Appellant seeks reversal of an order committing him to the custody of the Oregon Health Authority for a period not to exceed 180 days. He argues that the evidence was insufficient to support the trial court's findings that, due to a mental disorder, he was a danger to others and was unable to provide for his basic personal needs. See ORS 426.130 ; ORS 426.005(1)(f)(A) and (B).1 For the reasons set forth below, we agree with appellant and, accordingly, reverse.

When reviewing a civil commitment, "we view the evidence, as supplemented and buttressed by permissible derivative inferences, in the light most favorable to the trial court's disposition and assess whether, when so viewed, the record was legally sufficient to permit that outcome." State v. M. A. , 276 Or. App. 624, 625, 371 P.3d 495 (2016) (standard for non-de novo review) (internal quotation marks omitted); see also

479 P.3d 1075

State v. J. G. , 302 Or. App. 97, 98, 458 P.3d 721 (2020) ("Our task is to determine whether the record, so viewed, is sufficient to meet the legal standard for involuntary commitment."). We state the facts in accordance with that standard.

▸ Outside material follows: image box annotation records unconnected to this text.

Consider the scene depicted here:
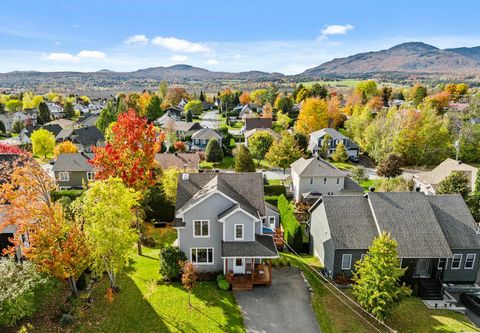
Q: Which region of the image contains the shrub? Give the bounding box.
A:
[278,195,303,252]
[217,280,230,291]
[160,246,187,281]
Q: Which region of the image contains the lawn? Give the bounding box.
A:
[281,253,479,333]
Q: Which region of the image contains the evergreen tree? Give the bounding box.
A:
[353,232,411,320]
[205,138,223,162]
[235,144,255,172]
[37,101,52,125]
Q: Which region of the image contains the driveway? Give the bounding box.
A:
[235,267,320,333]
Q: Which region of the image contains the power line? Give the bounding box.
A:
[284,241,397,333]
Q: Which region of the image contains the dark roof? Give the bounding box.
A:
[368,192,452,258]
[426,194,480,249]
[222,234,278,258]
[52,153,93,172]
[155,153,201,170]
[175,172,265,216]
[245,118,273,131]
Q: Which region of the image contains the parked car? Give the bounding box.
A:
[460,293,480,316]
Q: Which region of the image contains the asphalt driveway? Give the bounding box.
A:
[235,267,320,333]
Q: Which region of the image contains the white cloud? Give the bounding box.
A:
[152,37,210,53]
[123,35,148,45]
[319,24,354,39]
[170,54,188,62]
[205,59,218,65]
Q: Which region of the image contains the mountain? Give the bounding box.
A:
[299,42,480,77]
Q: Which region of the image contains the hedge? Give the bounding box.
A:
[263,185,287,195]
[278,195,303,252]
[50,190,85,201]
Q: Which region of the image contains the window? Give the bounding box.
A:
[464,253,476,269]
[190,247,213,265]
[193,220,210,238]
[235,224,243,240]
[58,171,70,182]
[342,254,352,269]
[437,258,447,269]
[452,254,462,269]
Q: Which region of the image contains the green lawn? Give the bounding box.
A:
[281,253,479,333]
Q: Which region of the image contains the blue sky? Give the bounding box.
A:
[0,0,480,74]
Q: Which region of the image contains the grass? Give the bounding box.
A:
[280,253,479,333]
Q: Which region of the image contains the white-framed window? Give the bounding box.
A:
[193,220,210,238]
[58,171,70,182]
[464,253,477,269]
[233,224,243,240]
[190,247,214,265]
[452,253,462,269]
[342,254,352,269]
[437,258,447,269]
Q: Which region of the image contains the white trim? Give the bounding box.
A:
[189,247,215,265]
[341,253,352,270]
[192,219,210,238]
[450,253,463,269]
[463,253,477,269]
[233,223,245,240]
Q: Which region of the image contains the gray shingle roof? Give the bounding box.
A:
[222,234,278,258]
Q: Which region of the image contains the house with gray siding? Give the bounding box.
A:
[174,172,279,289]
[310,192,480,299]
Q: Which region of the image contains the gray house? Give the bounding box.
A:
[52,153,95,190]
[174,172,279,289]
[310,192,480,299]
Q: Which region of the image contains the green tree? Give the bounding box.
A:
[205,138,223,162]
[332,142,348,162]
[235,144,255,172]
[78,178,139,290]
[353,232,411,320]
[265,132,303,172]
[30,128,55,158]
[436,171,470,199]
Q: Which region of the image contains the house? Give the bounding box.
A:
[291,157,364,203]
[174,172,279,289]
[243,128,281,147]
[308,128,360,157]
[52,153,95,190]
[310,192,480,299]
[155,153,201,171]
[413,158,478,194]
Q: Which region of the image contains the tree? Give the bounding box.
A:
[353,232,411,320]
[78,178,140,291]
[248,131,273,163]
[295,98,329,135]
[436,171,470,200]
[37,101,52,125]
[235,144,255,172]
[205,138,223,162]
[53,141,78,157]
[332,142,348,162]
[184,100,203,116]
[265,132,303,172]
[160,246,187,281]
[145,95,163,122]
[182,262,197,308]
[377,153,403,178]
[30,128,55,158]
[63,102,75,119]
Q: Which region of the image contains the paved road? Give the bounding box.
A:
[200,110,218,129]
[235,267,320,333]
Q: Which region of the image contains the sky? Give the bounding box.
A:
[0,0,480,74]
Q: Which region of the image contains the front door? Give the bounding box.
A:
[413,259,430,278]
[233,258,245,274]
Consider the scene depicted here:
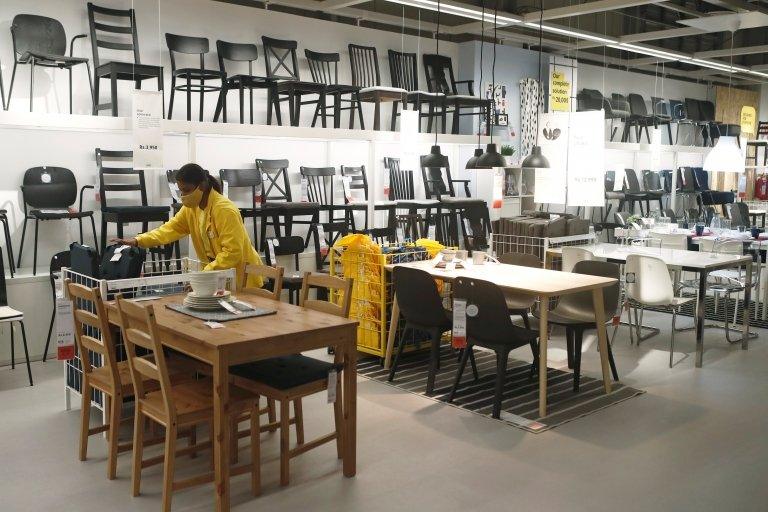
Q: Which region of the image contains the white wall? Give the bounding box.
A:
[0,0,458,128]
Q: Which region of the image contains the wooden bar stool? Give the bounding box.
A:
[65,279,195,480]
[230,272,352,485]
[117,296,261,512]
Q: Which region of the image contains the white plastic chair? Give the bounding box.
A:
[561,246,595,272]
[624,254,694,368]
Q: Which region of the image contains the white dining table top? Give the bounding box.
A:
[385,260,616,296]
[550,243,752,270]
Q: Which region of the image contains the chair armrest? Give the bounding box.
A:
[454,80,475,96]
[69,34,88,57]
[78,185,94,212]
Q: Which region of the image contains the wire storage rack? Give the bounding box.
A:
[61,257,236,412]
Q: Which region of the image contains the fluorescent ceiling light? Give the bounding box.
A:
[387,0,520,25]
[525,22,616,44]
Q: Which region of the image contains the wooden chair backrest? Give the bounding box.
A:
[243,265,285,300]
[299,272,352,318]
[64,279,120,390]
[116,295,176,418]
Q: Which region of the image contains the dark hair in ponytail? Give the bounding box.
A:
[176,163,221,194]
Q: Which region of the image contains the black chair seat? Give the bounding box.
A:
[227,75,275,88]
[277,80,326,94]
[96,61,163,80]
[29,210,93,220]
[229,354,343,390]
[19,52,88,68]
[173,68,226,80]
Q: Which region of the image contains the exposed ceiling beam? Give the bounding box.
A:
[523,0,656,21]
[316,0,367,11]
[693,44,768,59]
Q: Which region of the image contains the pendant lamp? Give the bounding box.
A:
[477,0,507,169]
[704,32,746,173]
[464,0,485,169]
[421,0,445,167]
[521,0,549,169]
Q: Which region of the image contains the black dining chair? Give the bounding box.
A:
[547,260,621,392]
[387,50,445,132]
[96,148,170,252]
[448,277,539,419]
[304,50,365,130]
[43,251,72,362]
[219,169,268,247]
[261,36,327,128]
[348,44,408,131]
[213,40,283,125]
[389,266,477,395]
[16,166,99,275]
[0,249,34,386]
[88,2,165,117]
[264,236,304,304]
[8,14,93,114]
[422,54,493,135]
[165,33,227,121]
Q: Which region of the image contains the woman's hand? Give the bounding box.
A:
[109,238,139,247]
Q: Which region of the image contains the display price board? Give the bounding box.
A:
[549,70,571,112]
[132,90,163,169]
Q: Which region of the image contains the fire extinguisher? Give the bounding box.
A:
[755,174,768,201]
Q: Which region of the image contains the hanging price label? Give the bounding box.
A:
[451,299,467,348]
[56,298,75,361]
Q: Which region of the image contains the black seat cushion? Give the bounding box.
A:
[101,205,171,215]
[229,354,342,390]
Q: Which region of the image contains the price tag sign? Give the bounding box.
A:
[56,298,75,361]
[451,299,467,349]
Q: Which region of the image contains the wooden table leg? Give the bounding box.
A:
[213,351,230,512]
[592,288,611,393]
[539,295,549,418]
[384,295,400,370]
[341,327,357,477]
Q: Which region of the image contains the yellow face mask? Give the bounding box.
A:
[181,188,203,208]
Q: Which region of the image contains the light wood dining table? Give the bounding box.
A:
[384,260,616,418]
[108,291,357,511]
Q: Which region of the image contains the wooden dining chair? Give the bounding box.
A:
[116,295,261,512]
[242,265,285,301]
[230,272,352,485]
[65,279,194,480]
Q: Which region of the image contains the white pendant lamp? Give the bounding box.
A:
[704,135,745,173]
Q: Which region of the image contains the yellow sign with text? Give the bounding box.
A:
[549,71,571,112]
[741,105,757,135]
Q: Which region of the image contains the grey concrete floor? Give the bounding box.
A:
[0,314,768,512]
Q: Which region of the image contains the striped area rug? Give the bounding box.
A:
[357,346,645,433]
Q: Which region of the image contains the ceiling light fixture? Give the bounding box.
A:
[476,0,507,169]
[521,0,549,169]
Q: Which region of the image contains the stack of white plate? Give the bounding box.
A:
[184,290,232,311]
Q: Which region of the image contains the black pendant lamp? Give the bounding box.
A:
[464,0,485,169]
[521,0,549,169]
[421,0,445,167]
[477,0,507,169]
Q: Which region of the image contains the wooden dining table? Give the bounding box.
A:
[107,291,357,511]
[384,260,616,418]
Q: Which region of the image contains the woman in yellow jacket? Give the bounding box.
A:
[117,164,263,288]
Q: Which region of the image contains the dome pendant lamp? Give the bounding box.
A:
[422,0,445,168]
[477,0,507,169]
[464,0,485,169]
[521,0,549,169]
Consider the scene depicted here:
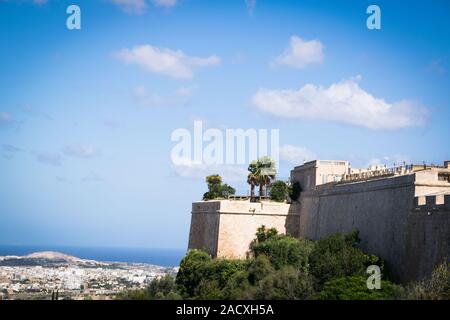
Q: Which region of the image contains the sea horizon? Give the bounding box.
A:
[0,245,187,267]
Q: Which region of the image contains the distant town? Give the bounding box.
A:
[0,252,178,300]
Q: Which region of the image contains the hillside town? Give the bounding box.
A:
[0,253,177,300]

Appellant was diagnosed with schizophrenia in 2000, but that diagnosis was later modified to schizoaffective disorder, bipolar type. Since his initial diagnosis, appellant has had a history of hospitalizations and civil commitments due to mental illness. Following a commitment or hospitalization, appellant generally does well for a year or two until for some reason he stops taking his prescribed medications, which leads to his decompensation. Appellant's most recent commitment ended in October 2013, at which time he was prescribed an oral medication, Zyprexa, and an injectable medication, Invega Sustenna. Appellant stopped taking Zyprexa in 2015, but he continued on Invega Sustenna until October 2016.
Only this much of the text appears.